When your Hero's fall.

Most people will have some form of hero’s in their life. Some may be fictional others may be real. For me my hero is very real.

People who know me know that I follow various literary and comic book heroes. The Saint, James Bond and Batman are just a start. For me a hero doesn’t need super powers, a hero is someone who regardless of the effects on themselves or those close to them, put other people and their needs first. They may not have much themselves, but their fundamental goal is to try and help others usually no matter what the cost is to them personally.

My real life hero is one of these people, his back story, of striving, working from a very young age. With barely any education and just his determination and belief in helping other people. Is a real story. This man went out of his way, spent most of his wealth, in helping others to have the best life possible at times even though when it was detrimental to those closest to him. He never moaned, never asked for anything. I have spent all my life looking up to this person, admiring him, loving him, wishing I was half the person he was.

Time takes its toll on all of us. That's the difference between real heroes and fictional heroes. In fiction they can be reinvented, timelines changed, even backstories rewritten to enable modern audiences to admire these selfless people. 

In reality it’s not so easy, time does take its toll, the constant selfless acts drains ones energy, health and finances. The support systems around the heroes also fall apart. Where would Batman be without Alfred? Where would Bond be without Q? When those systems that supported you fail, then what? What does the hero do? Does he give up or look and search to find another?

The problem is when we have spent our lives with these heroes, and there support systems. We know Alfred, we know Q. To then have an unknown takeover surely will leave us wondering will they be capable of helping our hero when he needs it. Do they have the dedication and love to support the hero?

For me my hero is going through such a transition and need. From my perspective it hurts like hell. Everything I've known and loved about that person comes tumbling down. You realise the hero isn’t, wasn't ever infallible. You realise the hero can only be such with support from those closest to him. 

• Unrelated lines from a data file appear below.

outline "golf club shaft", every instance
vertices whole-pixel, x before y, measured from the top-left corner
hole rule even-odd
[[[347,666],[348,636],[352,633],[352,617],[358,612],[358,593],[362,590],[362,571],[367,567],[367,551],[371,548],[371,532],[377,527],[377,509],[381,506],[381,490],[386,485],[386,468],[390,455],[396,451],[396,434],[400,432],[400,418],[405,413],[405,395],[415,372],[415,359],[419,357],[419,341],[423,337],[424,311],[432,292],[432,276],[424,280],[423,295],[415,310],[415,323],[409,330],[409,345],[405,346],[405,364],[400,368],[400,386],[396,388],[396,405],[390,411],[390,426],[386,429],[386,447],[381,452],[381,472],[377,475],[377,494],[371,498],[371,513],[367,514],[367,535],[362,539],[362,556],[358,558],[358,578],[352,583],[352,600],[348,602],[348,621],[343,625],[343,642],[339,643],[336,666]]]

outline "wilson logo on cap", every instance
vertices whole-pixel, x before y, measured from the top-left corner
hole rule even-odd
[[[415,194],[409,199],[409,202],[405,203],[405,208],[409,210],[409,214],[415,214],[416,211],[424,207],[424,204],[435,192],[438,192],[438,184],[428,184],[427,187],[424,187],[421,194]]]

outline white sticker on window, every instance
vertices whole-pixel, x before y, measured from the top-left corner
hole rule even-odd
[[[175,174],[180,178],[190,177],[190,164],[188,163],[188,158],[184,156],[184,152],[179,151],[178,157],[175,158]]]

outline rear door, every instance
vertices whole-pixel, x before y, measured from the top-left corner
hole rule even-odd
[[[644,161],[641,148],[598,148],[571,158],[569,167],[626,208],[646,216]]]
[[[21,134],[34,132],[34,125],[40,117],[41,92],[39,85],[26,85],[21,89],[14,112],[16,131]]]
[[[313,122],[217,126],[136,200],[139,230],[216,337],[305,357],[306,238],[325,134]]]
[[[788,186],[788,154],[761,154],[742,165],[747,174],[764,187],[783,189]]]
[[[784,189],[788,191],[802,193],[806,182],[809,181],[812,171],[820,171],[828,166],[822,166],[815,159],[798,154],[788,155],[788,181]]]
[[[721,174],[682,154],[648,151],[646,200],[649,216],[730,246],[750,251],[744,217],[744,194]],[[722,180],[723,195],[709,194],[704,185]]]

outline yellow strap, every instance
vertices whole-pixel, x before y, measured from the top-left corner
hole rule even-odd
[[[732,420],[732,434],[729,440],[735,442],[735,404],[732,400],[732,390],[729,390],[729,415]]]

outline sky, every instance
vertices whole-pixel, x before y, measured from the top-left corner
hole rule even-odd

In looking at our heroes we often forget the people behind them. Who silently, supported and equipped them for their deeds, always in the background. Now that person behind my hero is gone the question I have to ask myself will the new person be as selfless and allow the hero to still be the man he is.  Or perhaps I'm wrong time and age have taken their toll perhaps my hero just needs to rest. He has done his duty. He no longer needs to be a hero.

It doesn’t change the person he was/is. His deeds and acts of selflessness remain in my mind. I know what he did, as do others. Can I really, as the clock ticks on not just let him have time to be just a man? With his deeds he taught me what to do and how to behave. Left me in his past an identity and vision to follow surely that's more than enough from any hero?